A year-end final featuring Tsitsipas and Thiem could be a sign that the Big Three domination will be waning, although they claimed all four major titles this year: Djokovic won the Australian Open and Wimbledon, while Nadal captured the French Open and U.S. Open. At times in the 2-hour-36-minute final, the simultaneous chants of “Tsi-tsi-pas” and “Do-min-ic” had the same vociferous ring of enthusiasm as for the bigger names.

Thiem and Tsitsipas have more in common than the identical bright orange bandannas tied around each of their heads. Both play with exquisite one-handed backhands, making Sunday’s the first all-one-handed-backhand final since Federer beat James Blake in 2006. They also both pound forehands with reckless abandon, a quality that was prominently on display during a bone-crunching first set.

Thiem needed 65 minutes to win the initial set, clinching it with a service winner up the middle that Tsitsipas barely got a racket on. Thiem might well have won the set sooner had he capitalized on a break point in the seventh game. He appeared to have won the game when Tsitsipas hit a forehand long, but a replay review showed the ball had caught the line, and Tsitsipas went on to hold serve. The next game on Thiem’s serve proved to be a battle, but he held with a lunging forehand volley that caught the side of the line.

Rather than be buoyed by being only a set away from the title, Thiem appeared wilted in the second. Tsitsipas won the first four games of the set in 15 minutes without losing a point on serve. He then broke for a 3-1 lead in the third with a series of staggering groundstrokes mixed with acrobatic jaunts across the baseline.

Thiem, a finalist against Nadal at the French Open the last two years, broke back and led by 6-5 in the third, but Tsitsipas held on to force a tiebreaker.
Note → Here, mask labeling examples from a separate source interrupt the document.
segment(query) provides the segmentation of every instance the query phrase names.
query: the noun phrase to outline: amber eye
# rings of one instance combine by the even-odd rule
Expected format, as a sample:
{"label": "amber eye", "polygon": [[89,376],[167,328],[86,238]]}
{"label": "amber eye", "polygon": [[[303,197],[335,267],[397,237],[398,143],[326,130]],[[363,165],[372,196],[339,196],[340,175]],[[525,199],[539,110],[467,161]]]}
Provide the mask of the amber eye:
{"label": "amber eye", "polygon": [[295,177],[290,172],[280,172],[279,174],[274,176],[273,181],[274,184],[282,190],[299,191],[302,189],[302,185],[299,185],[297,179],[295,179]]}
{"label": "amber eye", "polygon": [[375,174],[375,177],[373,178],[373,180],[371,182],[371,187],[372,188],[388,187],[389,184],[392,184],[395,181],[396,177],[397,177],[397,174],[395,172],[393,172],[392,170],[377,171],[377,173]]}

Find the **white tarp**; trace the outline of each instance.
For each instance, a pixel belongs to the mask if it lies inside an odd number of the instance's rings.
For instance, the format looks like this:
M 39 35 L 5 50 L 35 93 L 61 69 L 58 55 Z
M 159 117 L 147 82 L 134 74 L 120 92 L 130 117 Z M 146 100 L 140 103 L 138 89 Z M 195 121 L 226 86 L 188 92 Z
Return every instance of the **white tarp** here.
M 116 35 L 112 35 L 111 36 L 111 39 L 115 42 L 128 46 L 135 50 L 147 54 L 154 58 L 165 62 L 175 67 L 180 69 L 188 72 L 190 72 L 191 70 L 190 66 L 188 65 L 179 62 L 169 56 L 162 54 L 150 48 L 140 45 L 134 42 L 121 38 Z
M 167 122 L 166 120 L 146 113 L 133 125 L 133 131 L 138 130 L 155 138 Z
Thiem fought back again from 1-4 down to 4-4 in the tiebreaker, but Tsitsipas closed out the match when Thiem smacked a service return wide.

Tsitsipas was playing in his 79th match of the year, only one behind the tour leader, Medvedev, who was eliminated in the round robin here. He ended with a 54-25 record, including a semifinal loss to Nadal at the U.S. Open.

The Frenchmen Pierre-Hugues Herbert and Nicolas Mahut completed an undefeated run with a 6-3, 6-4 victory over Raven Klaasen of South Africa and Michael Venus of New Zealand to claim their first ATP Finals doubles championship.